The Salary Cap Roundtable Series
Joining a salary cap league can be intimidating for even a seasoned fantasy football player. Fortunately, the Footballguys staff has experience in this format and will help you. Over the summer, we'll cover various topics ranging from basic to advanced strategies.
A common approach to Salary Cap leagues is that you should always start a draft by nominating high-priced players you don't want. What do you think about this strategy? Do you have a typical approach to nominations?

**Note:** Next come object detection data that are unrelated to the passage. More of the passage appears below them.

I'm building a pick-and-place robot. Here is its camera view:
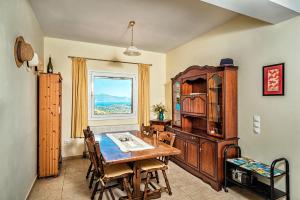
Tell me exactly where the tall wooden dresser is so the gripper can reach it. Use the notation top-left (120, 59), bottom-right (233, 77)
top-left (167, 66), bottom-right (238, 190)
top-left (38, 73), bottom-right (62, 177)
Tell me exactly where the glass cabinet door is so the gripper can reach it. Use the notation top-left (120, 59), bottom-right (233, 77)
top-left (207, 72), bottom-right (223, 136)
top-left (173, 81), bottom-right (181, 126)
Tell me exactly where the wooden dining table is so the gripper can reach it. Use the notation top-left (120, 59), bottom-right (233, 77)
top-left (95, 131), bottom-right (180, 200)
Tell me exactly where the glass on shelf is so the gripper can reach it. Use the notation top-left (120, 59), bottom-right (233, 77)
top-left (173, 81), bottom-right (181, 126)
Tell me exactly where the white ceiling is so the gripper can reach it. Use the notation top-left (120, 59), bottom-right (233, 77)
top-left (30, 0), bottom-right (238, 52)
top-left (202, 0), bottom-right (300, 24)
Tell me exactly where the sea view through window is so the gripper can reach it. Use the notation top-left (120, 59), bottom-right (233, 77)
top-left (90, 71), bottom-right (134, 118)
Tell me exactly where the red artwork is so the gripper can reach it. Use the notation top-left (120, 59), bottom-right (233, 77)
top-left (263, 63), bottom-right (284, 96)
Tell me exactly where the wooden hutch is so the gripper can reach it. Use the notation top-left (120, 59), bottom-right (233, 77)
top-left (167, 66), bottom-right (238, 191)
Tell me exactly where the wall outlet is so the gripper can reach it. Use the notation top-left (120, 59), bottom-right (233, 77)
top-left (64, 139), bottom-right (71, 144)
top-left (253, 115), bottom-right (261, 134)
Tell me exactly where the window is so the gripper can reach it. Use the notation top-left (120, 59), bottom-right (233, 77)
top-left (89, 72), bottom-right (137, 120)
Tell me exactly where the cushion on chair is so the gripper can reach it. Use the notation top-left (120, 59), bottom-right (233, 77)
top-left (140, 159), bottom-right (167, 171)
top-left (104, 164), bottom-right (133, 178)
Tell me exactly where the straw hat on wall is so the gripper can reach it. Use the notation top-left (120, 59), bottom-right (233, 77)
top-left (14, 36), bottom-right (34, 67)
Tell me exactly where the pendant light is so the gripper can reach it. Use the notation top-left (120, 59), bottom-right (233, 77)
top-left (124, 21), bottom-right (141, 56)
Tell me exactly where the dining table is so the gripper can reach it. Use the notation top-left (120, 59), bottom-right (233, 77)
top-left (95, 131), bottom-right (180, 200)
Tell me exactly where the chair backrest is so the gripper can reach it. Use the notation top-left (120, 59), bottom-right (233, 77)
top-left (86, 137), bottom-right (104, 176)
top-left (83, 126), bottom-right (94, 139)
top-left (157, 131), bottom-right (176, 165)
top-left (141, 124), bottom-right (154, 135)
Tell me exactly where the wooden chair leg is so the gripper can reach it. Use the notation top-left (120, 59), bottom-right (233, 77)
top-left (91, 181), bottom-right (99, 200)
top-left (98, 181), bottom-right (105, 200)
top-left (89, 171), bottom-right (95, 189)
top-left (85, 162), bottom-right (92, 179)
top-left (123, 177), bottom-right (132, 200)
top-left (162, 170), bottom-right (172, 195)
top-left (108, 188), bottom-right (116, 200)
top-left (143, 172), bottom-right (151, 200)
top-left (155, 171), bottom-right (159, 183)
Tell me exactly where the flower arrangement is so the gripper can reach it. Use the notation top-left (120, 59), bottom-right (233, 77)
top-left (152, 103), bottom-right (167, 120)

I don't think it's a poor strategy to try to drain some money from other teams in the room if you are out on a player, but I think the move tends to be overplayed. You have to forget the notion that waiting on any of the top players will get you a deal. Just because some money has been drained from the room doesn't mean you are getting a deal on Stefon Diggs when he is nominated. In fact, waiting on the top players will often have the opposite effect in that scarcity will drive the price up on those guys the longer they take to come up for bid. Rather, get over the idea that you'll be getting a deal on those guys and instead focus on who you need to nominate to figure out YOUR plan.

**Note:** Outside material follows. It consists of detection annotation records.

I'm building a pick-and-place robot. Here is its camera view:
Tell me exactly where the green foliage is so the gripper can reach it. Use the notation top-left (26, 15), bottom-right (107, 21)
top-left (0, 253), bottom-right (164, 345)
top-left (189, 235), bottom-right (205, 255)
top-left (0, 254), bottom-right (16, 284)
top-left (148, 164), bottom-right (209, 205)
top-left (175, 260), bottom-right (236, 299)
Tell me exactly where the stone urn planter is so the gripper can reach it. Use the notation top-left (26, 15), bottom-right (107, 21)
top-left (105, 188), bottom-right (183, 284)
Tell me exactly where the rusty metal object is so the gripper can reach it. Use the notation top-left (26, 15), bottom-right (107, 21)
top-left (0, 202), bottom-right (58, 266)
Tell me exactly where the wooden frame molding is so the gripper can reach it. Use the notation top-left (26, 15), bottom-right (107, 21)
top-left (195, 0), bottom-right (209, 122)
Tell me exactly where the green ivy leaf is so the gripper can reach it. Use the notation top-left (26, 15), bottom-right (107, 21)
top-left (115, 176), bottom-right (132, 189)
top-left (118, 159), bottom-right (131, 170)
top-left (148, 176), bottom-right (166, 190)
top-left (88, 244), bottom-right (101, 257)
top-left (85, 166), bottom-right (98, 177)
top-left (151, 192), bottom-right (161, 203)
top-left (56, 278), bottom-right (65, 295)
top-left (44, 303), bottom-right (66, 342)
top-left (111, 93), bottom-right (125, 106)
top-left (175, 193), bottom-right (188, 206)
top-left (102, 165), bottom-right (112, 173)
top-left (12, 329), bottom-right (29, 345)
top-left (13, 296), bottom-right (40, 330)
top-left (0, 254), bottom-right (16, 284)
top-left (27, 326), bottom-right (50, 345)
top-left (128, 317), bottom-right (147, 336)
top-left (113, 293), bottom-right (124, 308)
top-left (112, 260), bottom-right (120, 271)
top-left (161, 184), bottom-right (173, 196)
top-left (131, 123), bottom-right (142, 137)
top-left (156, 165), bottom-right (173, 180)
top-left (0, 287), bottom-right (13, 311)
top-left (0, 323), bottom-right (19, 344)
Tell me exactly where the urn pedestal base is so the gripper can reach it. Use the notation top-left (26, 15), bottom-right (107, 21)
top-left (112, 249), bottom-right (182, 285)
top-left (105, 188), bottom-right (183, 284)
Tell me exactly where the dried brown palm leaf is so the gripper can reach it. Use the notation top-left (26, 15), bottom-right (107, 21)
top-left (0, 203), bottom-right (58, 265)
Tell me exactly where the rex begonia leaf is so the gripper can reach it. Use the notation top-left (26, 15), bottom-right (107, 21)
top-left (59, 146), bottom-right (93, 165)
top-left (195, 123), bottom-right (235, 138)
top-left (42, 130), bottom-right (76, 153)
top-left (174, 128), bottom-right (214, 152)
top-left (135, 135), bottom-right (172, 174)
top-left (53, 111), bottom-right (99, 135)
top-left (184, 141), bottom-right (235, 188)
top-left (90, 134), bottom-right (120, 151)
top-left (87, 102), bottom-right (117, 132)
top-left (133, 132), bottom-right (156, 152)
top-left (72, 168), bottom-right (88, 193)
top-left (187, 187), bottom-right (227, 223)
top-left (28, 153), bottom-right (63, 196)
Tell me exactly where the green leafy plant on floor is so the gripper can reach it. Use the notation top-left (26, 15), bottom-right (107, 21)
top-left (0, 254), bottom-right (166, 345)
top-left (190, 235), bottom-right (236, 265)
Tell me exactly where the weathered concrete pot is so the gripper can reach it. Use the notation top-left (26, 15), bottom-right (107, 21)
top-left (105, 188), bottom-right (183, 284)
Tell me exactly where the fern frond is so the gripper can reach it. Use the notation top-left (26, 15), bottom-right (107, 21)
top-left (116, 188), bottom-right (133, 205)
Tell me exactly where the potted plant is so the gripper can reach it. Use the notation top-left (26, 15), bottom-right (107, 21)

More than anything, I want to start the draft off by trying to define which way my draft is going to go. Are you after Travis Kelce? Get him out there as quick as you can to see if you get him. If you wait until Round 5 and then don't land him, it is much harder to adjust and a lot of the top talent may be gone. Are you after Austin Ekeler? I might not nominate him in Round 1, but Round 2 and beyond is the sweet spot. Get your guys nominated early on so you can adjust to whether you land them or not. Nominating them in the immediate frenzy at the beginning of the draft may not be optimal, but soon thereafter is a smart move.
This is one of the first pieces of advice I give when asked about salary cap leagues, actually! Patience is key in this format, and letting others run out of cap space will allow for you to snag some fantastic value players down the stretch. I always find a player that I would be comfortable taking at their exact value and start the bidding at that value. With this strategy, you aren't hamstrung into selecting a player you absolutely didn't want, but rather introducing an opportunity to get a value play if no one else bids on the nominated player.

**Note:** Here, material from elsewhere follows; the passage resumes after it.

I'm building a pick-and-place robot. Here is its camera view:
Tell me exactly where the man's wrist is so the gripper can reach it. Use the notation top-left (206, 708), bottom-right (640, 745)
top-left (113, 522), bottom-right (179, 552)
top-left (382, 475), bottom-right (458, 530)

I agree with flushing out money on players you do not have an interest in. A clarification I have made over the years is to squeeze money out of the market at a position you hope to find values in the middle or later portion of the auction. If a cornerstone team-building aspect is finding value at running back, try to nominate non-target running backs early.
I stop at the word "always." You have to be flexible in a salary cap draft, and there are many ways to construct a roster including going out aggressively early or hanging back and ensuring you have the most money left to ensure you have your pick of end-game options. But generally speaking, I think it's sound advice to nominate players who are going to fetch high prices but you see as overvalued or an unlikely part of your roster design.
I do think you need to pay attention to value tiers and be realistic about your own roster plans. If I have six quarterbacks in the elite tier, and four are already off the board, I may consider nominating one of the remaining two at a low price and see if I can acquire at fair value because if enough people know there's only one elite player left in a tier, they'll likely get bid up. I've seen many people scoff at paying a few dollars over projected value for their No. 1 ranked running back and then haphazardly feel pressured into paying a similar overpay for their No. 8 ranked running back because it's the last starter they feel good about.
I am fine with this strategy but you also don't want to get burned by a bid that lands you a player that you don't want. Usually, I will nominate a player I don't intend to win, however, there are some exceptions at the tail end of the draft if you have a budget advantage over the other participants. I will also look to target a less-than-elite defense and kicker that won't exceed a $1 opening bid.